Gerardo Pisarello, a member of the Table for United We Can, already openly questioned that body’s behavior: “The Table of Congress is not the Constitutional Court.” And he stressed that he should only reject proposals of this kind on very few occasions because it would have to be precisely the Constitutional Court that determined that alleged irregularity. In United We Can already backed that More Country initiative and now they also wanted it to prosper, like other usual allies in many votes consulted by EL PAÍS.

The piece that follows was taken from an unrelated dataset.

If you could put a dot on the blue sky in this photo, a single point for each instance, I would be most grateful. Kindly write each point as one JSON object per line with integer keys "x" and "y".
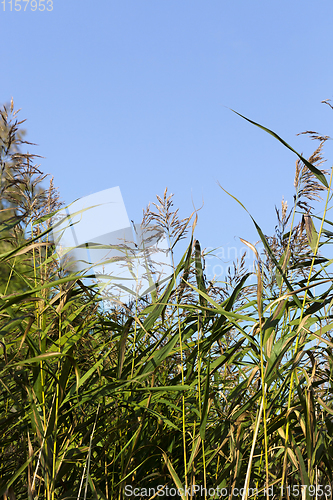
{"x": 136, "y": 94}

Sources from ERC, EH Bildu, JuntsxCAT or the PDeCAT advanced that they would cast their votes if the matter prospered after passing through the filter of the Table and reached the Board of Spokespersons. From JuntsxCAT it was specified that, in addition to supporting the new attempt by the PNV and despite not wanting to know anything that has to do with the Government of Spain, the behavior in these cases of the PSOE and the progressive government of vetoing all kinds of investigation commissions on the King and the monarchy, which they describe as “corrupt”. From the PDeCAT it was indicated that they are in favor of withdrawing the inviolability of the monarch and that it seems “reasonable that, with all the necessary procedural guarantees, all the authorities respond equally before the Law.”